- Born: December 28, 1988 (age 37) Jacksonville, Florida, United States
- Genres: Blues rock, Southern rock, Jam rock
- Occupation: Musician
- Instrument: Drums
- Years active: 2000s–present

= Duane Trucks =

American musician (born 1988)

Duane Trucks (born December 28, 1988) is an American musician best known as the current drummer for Widespread Panic and Hard Working Americans.

==Life and career==
Duane Trucks was born on December 28, 1988, in Jacksonville, Florida. He began learning to play drums at the age of two and was given his first drum kit on his third birthday.

His first foray into being a professional musician was with bands led by Col. Bruce Hampton. He performed with Hampton in the Pharaoh Gummit beginning in the mid-2000s and became a founding member of one of Hampton's backup bands, The Quark Alliance, in 2007. He became a founding member of Flannel Church, a band that includes fellow Hampton collaborator A. J. Ghent, in 2010. They played a number of festivals including the 2013 Wanee Music Festival.

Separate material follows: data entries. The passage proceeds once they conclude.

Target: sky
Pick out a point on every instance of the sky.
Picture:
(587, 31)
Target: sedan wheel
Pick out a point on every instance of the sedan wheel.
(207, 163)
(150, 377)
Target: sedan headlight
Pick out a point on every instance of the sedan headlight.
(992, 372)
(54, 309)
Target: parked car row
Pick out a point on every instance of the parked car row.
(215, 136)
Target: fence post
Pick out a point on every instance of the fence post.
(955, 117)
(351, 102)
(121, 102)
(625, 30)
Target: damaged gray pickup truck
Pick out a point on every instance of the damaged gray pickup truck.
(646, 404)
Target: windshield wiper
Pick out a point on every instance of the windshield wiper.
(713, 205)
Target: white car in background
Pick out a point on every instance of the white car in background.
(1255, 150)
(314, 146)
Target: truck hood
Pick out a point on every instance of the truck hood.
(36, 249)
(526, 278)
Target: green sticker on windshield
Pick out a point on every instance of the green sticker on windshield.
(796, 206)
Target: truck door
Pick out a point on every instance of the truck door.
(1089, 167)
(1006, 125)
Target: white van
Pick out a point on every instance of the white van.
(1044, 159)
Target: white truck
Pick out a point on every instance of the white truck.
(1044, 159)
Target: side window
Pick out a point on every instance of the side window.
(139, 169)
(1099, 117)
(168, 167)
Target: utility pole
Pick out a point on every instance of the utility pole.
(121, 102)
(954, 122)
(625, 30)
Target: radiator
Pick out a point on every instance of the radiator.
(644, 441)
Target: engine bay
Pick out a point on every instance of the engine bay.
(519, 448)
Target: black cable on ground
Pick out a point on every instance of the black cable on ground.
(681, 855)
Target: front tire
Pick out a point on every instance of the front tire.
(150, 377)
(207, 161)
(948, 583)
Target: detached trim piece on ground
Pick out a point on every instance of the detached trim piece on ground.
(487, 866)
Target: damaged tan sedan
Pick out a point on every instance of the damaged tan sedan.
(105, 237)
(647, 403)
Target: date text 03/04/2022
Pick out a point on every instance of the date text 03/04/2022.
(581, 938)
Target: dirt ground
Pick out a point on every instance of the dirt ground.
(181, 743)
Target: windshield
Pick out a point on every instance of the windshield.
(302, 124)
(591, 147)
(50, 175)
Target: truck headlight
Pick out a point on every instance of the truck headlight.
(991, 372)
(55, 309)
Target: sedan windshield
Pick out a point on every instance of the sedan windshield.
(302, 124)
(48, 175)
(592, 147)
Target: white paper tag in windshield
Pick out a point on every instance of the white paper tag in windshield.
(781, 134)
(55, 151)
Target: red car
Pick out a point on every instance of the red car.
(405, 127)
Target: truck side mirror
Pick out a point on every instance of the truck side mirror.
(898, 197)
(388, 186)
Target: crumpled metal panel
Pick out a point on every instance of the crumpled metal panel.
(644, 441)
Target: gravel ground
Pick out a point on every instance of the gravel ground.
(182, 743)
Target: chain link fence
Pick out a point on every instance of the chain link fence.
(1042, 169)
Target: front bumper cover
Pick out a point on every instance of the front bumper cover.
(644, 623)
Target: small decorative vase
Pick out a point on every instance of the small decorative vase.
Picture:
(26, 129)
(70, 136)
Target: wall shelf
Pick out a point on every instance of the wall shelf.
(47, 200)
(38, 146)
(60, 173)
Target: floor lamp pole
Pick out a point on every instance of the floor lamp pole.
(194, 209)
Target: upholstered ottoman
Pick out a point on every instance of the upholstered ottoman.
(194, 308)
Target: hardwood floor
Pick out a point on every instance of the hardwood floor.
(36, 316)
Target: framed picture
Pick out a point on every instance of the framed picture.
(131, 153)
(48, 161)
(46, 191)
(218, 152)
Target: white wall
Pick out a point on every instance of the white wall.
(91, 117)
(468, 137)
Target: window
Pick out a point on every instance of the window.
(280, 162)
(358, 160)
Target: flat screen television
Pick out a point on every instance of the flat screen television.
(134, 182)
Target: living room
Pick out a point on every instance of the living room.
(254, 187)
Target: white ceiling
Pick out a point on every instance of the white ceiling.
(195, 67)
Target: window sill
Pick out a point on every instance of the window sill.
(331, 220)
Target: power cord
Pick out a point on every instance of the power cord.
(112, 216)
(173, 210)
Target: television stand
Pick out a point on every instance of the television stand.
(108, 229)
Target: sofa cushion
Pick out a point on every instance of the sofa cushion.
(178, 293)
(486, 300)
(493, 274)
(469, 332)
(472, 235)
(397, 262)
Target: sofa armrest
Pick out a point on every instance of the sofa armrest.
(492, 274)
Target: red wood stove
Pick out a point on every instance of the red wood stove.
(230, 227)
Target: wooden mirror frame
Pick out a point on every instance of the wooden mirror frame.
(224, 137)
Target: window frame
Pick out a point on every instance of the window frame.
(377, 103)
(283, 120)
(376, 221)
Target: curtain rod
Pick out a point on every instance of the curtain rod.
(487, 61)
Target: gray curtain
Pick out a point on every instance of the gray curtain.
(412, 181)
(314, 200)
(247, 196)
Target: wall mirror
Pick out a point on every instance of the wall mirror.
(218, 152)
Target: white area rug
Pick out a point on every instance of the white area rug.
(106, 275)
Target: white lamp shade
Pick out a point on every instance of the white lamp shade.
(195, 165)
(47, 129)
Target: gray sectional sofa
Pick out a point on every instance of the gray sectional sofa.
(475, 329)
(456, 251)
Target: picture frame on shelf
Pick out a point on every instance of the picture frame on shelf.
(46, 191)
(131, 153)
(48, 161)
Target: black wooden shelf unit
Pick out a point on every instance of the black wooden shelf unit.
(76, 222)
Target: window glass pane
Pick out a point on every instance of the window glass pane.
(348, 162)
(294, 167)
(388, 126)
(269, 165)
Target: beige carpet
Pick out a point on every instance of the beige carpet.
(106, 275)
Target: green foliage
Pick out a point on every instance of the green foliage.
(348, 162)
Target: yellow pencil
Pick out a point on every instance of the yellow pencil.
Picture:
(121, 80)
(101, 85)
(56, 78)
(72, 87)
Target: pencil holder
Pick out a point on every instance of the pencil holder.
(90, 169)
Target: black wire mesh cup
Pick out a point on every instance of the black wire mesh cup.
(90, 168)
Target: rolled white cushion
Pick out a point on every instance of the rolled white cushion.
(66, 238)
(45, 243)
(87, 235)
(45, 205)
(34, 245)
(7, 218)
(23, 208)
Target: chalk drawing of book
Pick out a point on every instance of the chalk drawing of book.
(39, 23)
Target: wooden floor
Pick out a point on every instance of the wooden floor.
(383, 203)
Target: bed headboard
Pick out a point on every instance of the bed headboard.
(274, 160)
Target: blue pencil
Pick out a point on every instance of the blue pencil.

In 2013 Duane Trucks became a founding member of the supergroup Hard Working Americans which also features Dave Schools, Todd Snider and Neal Casal. He began filling in for founding Widespread Panic drummer Todd Nance in late 2014 when Nance stepped away from the band to deal with personal matters. He continued performing with the band as a fill-in musician until February 2016 when it was announced that he would be replacing Nance as the band's official drummer. Despite not having been an official member of the band at the time, Trucks recorded all of the drum parts on Widespread Panic's 2015 album Street Dogs.

==Personal life==
Trucks comes from a musical family; his uncle was Allman Brothers Band drummer Butch Trucks and his older brother is Derek Trucks who is a former member of the Allman Brothers Band and currently performs with the Tedeschi Trucks Band. He is the great nephew of Major League Baseball pitcher Virgil Trucks.

He is married to Cameron Herring, the daughter of his Widespread Panic bandmate Jimmy Herring.